Nanorobotic Systems Presents New Options for Targeting Fungal Infections

by Nathi Magubane

Candida albicans is a species of yeast that is a normal part of the human microbiota but can also cause severe infections that pose a significant global health risk due to their resistance to existing treatments, so much so that the World Health Organization has highlighted this as a priority issue. The picture above shows a before (left) and after (right) fluorescence image of fungal biofilms being precisely targeted by nanozyme microrobots without bonding to or disturbing the tissue sample. (Image: Min Jun Oh and Seokyoung Yoon)

Infections caused by fungi, such as Candida albicans, pose a significant global health risk due to their resistance to existing treatments, so much so that the World Health Organization has highlighted this as a priority issue.

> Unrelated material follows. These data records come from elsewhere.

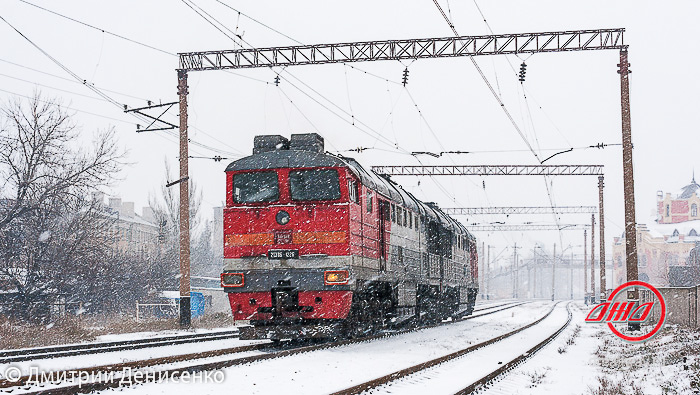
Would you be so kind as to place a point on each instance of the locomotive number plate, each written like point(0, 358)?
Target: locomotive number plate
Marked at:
point(283, 254)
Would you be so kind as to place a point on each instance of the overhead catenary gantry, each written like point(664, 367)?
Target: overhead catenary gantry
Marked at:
point(525, 227)
point(410, 49)
point(520, 210)
point(491, 170)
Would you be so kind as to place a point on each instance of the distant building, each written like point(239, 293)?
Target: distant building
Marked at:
point(664, 245)
point(132, 233)
point(681, 209)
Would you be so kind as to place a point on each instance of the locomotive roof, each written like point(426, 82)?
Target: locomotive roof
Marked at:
point(303, 158)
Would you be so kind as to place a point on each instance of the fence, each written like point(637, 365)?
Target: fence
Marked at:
point(681, 305)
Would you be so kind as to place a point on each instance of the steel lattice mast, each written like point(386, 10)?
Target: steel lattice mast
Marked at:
point(421, 48)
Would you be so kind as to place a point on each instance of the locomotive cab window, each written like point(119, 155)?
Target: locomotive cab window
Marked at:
point(255, 187)
point(314, 184)
point(352, 191)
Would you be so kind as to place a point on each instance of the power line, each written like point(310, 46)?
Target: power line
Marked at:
point(99, 29)
point(66, 79)
point(94, 88)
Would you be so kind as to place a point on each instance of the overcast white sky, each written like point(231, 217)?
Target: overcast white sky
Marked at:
point(572, 98)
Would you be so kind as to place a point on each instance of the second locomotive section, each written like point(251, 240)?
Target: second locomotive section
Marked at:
point(316, 246)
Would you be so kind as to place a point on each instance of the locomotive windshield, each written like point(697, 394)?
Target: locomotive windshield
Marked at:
point(255, 187)
point(314, 184)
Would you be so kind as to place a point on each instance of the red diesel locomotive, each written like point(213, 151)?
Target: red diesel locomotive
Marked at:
point(317, 246)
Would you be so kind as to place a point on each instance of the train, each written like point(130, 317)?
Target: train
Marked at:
point(317, 246)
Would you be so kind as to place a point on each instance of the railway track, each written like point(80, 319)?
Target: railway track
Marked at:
point(387, 379)
point(270, 353)
point(31, 354)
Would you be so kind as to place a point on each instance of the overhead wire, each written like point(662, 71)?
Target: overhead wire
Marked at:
point(210, 19)
point(99, 91)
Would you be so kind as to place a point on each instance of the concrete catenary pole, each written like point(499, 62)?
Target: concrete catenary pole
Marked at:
point(488, 262)
point(601, 218)
point(534, 270)
point(185, 313)
point(628, 178)
point(592, 258)
point(554, 264)
point(481, 278)
point(571, 274)
point(585, 267)
point(515, 270)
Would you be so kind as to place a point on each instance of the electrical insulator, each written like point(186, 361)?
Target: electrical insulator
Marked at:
point(521, 74)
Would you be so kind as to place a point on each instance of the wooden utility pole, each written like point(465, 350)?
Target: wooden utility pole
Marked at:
point(585, 267)
point(185, 312)
point(628, 178)
point(554, 263)
point(593, 258)
point(601, 218)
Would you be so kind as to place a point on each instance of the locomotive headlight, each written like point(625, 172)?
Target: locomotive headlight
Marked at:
point(232, 280)
point(331, 277)
point(282, 217)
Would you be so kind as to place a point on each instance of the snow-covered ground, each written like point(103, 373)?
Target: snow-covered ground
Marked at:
point(585, 359)
point(101, 359)
point(334, 369)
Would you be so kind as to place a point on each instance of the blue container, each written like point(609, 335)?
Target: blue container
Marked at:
point(197, 304)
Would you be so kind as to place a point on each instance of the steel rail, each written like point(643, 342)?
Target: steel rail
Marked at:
point(516, 361)
point(30, 354)
point(175, 372)
point(434, 362)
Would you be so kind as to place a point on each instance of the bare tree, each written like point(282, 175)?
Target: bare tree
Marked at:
point(51, 234)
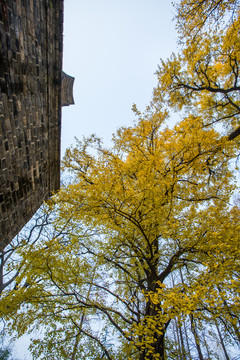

Although nanomaterials show promise as antifungal agents, current iterations lack the potency and specificity needed for quick and targeted treatment, leading to prolonged treatment times and potential off-target effects and drug resistance.

Now, in a groundbreaking development with far-reaching implications for global health, a team of researchers jointly led by Hyun (Michel) Koo of the University of Pennsylvania School of Dental Medicine and Edward Steager of Penn’s School of Engineering and Applied Science has created a microrobotic system capable of rapid, targeted elimination of fungal pathogens.

“Candida forms tenacious biofilm infections that are particularly hard to treat,” Koo says. “Current antifungal therapies lack the potency and specificity required to quickly and effectively eliminate these pathogens, so this collaboration draws from our clinical knowledge and combines Ed’s team and their robotic expertise to offer a new approach.”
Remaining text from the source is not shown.